Emaranhamento quântico
- Quem é você? - Indaguei, apreensivo.
- Calma, não sou da SegInt - redarguiu o rapaz, sorrindo e levantando as mãos. - Me chamo Mait, e você deve ser Mairo.
- Então, você me conhece... - constatei desnecessariamente.
- O endereço que Ago lhe deu, fui eu quem mandou; é da lanchonete da esquina - prosseguiu ele, olhando em torno. - Vamos, melhor sair do meio da rua.
Acompanhei-o e logo verifiquei que a informação estava correta: a lanchonete - ou melhor, uma leiteria antiquada denominada "Piimajõed" - ficava no endereço fornecido por Ago Puhvel, o térreo de um edifício rosa desbotado de quatro andares. Fora a atendente atrás do balcão, não havia mais ninguém lá dentro.
- Gosta de kissell? - Indagou Mait.
- Sim, quem não gosta? - Redargui.
- Dois kissell, por favor - solicitou à atendente.
E para mim:
- Por minha conta.
Sentamo-nos, frente a frente.
- Você deve ter muitas perguntas a fazer, imagino - principiou Mait, apoiando os antebraços sobre a mesa.
- Você é meu irmão gêmeo? - Indaguei à queima-roupa.
Ele sorriu.
- Tecnicamente, não - replicou.
- Como assim? - Franzi a testa, intrigado.
- Eu sou um clone seu - disse Mait em voz baixa. - E, não se surpreenda, há muitos como eu por aí.
A conversa foi momentaneamente interrompida pela chegada da atendente com duas tigelas de kissell frio, contendo pedaços de morangos e maçãs.
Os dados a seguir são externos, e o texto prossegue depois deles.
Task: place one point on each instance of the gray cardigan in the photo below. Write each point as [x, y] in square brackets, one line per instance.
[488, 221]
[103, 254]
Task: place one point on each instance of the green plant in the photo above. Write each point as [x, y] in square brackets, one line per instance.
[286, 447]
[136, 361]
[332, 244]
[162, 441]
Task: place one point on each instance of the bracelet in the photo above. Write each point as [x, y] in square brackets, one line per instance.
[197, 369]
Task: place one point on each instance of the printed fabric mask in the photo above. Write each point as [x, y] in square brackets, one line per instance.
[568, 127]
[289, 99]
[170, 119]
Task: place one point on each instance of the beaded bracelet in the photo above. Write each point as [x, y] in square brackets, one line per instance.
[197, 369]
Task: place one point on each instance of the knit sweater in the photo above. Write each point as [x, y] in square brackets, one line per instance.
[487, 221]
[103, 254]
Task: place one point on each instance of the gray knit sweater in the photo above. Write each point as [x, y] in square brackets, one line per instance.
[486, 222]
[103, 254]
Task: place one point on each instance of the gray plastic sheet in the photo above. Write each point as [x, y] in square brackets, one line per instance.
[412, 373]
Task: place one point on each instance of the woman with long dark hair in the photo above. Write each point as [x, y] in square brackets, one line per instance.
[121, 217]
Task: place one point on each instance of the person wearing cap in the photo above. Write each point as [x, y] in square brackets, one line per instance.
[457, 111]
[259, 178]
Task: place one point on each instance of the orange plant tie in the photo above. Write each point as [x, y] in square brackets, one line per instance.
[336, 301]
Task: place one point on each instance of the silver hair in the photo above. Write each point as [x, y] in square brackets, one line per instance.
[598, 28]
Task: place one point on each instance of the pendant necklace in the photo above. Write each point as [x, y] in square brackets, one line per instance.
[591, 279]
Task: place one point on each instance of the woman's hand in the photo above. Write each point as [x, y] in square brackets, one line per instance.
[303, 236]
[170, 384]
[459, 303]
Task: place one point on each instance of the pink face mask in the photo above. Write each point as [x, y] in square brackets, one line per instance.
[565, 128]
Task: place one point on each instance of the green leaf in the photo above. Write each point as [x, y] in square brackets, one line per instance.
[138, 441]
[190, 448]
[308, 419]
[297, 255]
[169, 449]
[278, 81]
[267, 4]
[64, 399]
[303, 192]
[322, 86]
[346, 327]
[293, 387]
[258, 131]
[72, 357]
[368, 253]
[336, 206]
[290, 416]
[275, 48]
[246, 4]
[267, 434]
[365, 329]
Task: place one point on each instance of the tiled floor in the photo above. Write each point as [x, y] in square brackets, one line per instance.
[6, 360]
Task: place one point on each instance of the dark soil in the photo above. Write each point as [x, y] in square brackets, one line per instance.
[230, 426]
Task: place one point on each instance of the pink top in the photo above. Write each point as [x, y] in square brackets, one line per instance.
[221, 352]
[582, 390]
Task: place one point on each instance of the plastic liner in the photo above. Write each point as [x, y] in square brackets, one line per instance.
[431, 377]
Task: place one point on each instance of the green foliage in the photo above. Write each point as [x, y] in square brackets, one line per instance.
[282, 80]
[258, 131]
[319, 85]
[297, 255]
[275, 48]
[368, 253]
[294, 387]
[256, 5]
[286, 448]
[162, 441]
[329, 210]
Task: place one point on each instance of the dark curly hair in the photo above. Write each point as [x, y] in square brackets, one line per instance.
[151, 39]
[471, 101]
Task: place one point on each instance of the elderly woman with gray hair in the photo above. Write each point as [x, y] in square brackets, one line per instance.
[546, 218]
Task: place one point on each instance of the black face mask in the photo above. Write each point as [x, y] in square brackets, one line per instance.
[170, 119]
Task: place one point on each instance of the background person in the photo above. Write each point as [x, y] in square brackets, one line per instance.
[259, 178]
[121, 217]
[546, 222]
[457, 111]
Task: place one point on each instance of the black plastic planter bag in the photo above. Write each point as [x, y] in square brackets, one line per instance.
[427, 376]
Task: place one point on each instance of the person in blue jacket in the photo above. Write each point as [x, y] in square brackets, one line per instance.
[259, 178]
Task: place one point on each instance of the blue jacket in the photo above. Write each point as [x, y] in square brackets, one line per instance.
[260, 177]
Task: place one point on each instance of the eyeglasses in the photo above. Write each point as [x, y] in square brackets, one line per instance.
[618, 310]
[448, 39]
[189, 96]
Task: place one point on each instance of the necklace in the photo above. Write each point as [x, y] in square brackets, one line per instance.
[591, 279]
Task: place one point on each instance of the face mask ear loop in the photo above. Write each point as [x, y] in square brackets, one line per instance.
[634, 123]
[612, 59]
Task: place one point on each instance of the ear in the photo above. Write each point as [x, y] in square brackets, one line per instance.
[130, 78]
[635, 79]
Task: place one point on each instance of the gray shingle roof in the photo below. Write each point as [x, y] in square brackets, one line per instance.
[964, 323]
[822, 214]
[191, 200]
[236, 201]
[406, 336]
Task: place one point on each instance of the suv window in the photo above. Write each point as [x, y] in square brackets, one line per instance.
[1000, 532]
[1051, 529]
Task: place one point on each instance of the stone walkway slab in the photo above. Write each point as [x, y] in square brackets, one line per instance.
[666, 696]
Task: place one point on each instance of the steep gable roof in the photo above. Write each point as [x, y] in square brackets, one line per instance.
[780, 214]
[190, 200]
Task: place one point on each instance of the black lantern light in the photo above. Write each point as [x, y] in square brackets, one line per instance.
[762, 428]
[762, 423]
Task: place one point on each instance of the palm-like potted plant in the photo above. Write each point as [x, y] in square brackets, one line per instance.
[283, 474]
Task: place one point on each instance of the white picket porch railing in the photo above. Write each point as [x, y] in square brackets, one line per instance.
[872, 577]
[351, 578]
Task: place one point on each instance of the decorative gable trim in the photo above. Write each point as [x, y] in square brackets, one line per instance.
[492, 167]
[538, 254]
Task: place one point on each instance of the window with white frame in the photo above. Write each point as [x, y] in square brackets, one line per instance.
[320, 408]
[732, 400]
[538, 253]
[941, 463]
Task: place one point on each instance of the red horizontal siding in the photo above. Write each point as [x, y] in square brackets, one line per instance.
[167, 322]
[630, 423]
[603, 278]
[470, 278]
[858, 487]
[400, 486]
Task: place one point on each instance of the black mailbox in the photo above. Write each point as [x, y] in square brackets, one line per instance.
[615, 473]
- Rios de leite correndo num leito de kissell - comentou Mait, meio que de si para si, misturando os componentes na tigela com a colher.
- Que história é essa de que tenho vários clones andando por aí? - Sussurrei, também mexendo no conteúdo da minha tigela.
- Você foi o modelo, a partir do qual todos nós fomos criados - prosseguiu ele, começando a comer. - Antes de morrer, seus pais mandaram amostras genéticas suas para vários laboratórios de biotecnologia em mundos extrassolares.
- Meus pais morreram mesmo na explosão da fábrica, em Kuusirp?
- Sim. Não foi uma simulação, como ainda pensam alguns setores ligados à SegInt; eles realmente foram mortos por decisão do alto comando rebelde, uma vez cumprida a missão que lhes havia sido destinada. Era preciso desviar a atenção da nossa existência, e o governo acabou se convencendo de que você era filho único - e, portanto, inútil para os fins em que gostariam de lhe usar.
Senti um certo alívio em saber que meus pais não haviam me abandonado, muito menos cometido um ato terrorista para encobrir suas atividades; mas era trágico saber que tinham sido prontamente descartados tão logo sua existência passou a colocar em risco os objetivos da organização para a qual trabalhavam.
- Nunca ouvi falar de laboratórios de biotecnologia desenvolvendo clones - ponderei.
- Não aqui - redarguiu Mait. - Essa é uma tecnologia extrassolar, a qual o governo ainda não teve acesso. Quando tiver, poderá prescindir do uso de gêmeos idênticos para comunicação mais rápida do que a luz.
Era disso, então, que se tratava. Mesmo com astronaves capazes de vencer a barreira da luz dobrando o espaço-tempo, ainda não fora desenvolvido nenhum método de comunicação rápido o suficiente para manter o controle sobre as colônias extrassolares. O governo contornava o problema usando pares de gêmeos idênticos submetidos a um processo de emaranhamento quântico que lhes permitia manter contato instantâneo, ainda que separados por todo o Universo.
Comunicação, como bem o sabíamos eu e meu clone, era poder.